Especialistas consultados por medios nacionales advierten que, además de esclarecer responsabilidades, el gobierno deberá revisar protocolos de mantenimiento de vías, condiciones de la ruta, capacitación de personal y sistemas de monitoreo de velocidad, especialmente en tramos con curvas y barrancos. De lo contrario, alertan, el corredor podría consolidar una percepción de riesgo que afecte tanto el transporte de carga como el de pasajeros.

Víctimas, comunidades afectadas y lo que sigue

Entre las 13 personas fallecidas hay menores de edad, estudiantes y pasajeros que se trasladaban por trabajo o vacaciones, cuyas identidades ya empezaron a ser difundidas por autoridades y medios locales. Familias del Istmo y de otras regiones del país se han desplazado a Oaxaca para identificar cuerpos y acompañar a heridos en hospitales.
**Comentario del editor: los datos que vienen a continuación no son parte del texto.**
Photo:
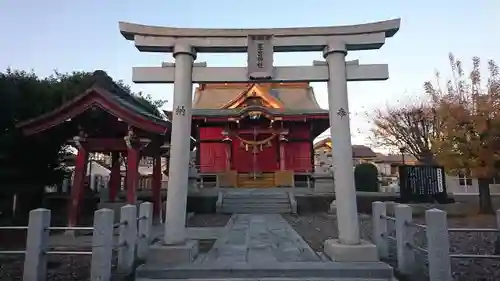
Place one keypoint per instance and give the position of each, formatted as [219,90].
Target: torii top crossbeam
[356,37]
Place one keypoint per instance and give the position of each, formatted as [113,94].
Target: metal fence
[436,230]
[134,238]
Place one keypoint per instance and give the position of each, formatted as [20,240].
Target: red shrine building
[256,135]
[105,118]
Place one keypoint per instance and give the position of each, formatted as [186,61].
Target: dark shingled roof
[101,84]
[102,80]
La tragedia, además, deja una huella profunda en comunidades que veían en el tren una promesa de conectividad y desarrollo.

Mientras la FGR y la Marina avanzan en los peritajes, organizaciones de usuarios y voces opositoras exigen transparencia en los resultados y la publicación de dictámenes técnicos completos. El gobierno, por su parte, enfrenta el reto de recuperar la confianza en un sistema ferroviario que busca convertirse en eje estratégico del sur de México, pero que hoy está bajo escrutinio tras el mortal descarrilamiento en Nizanda.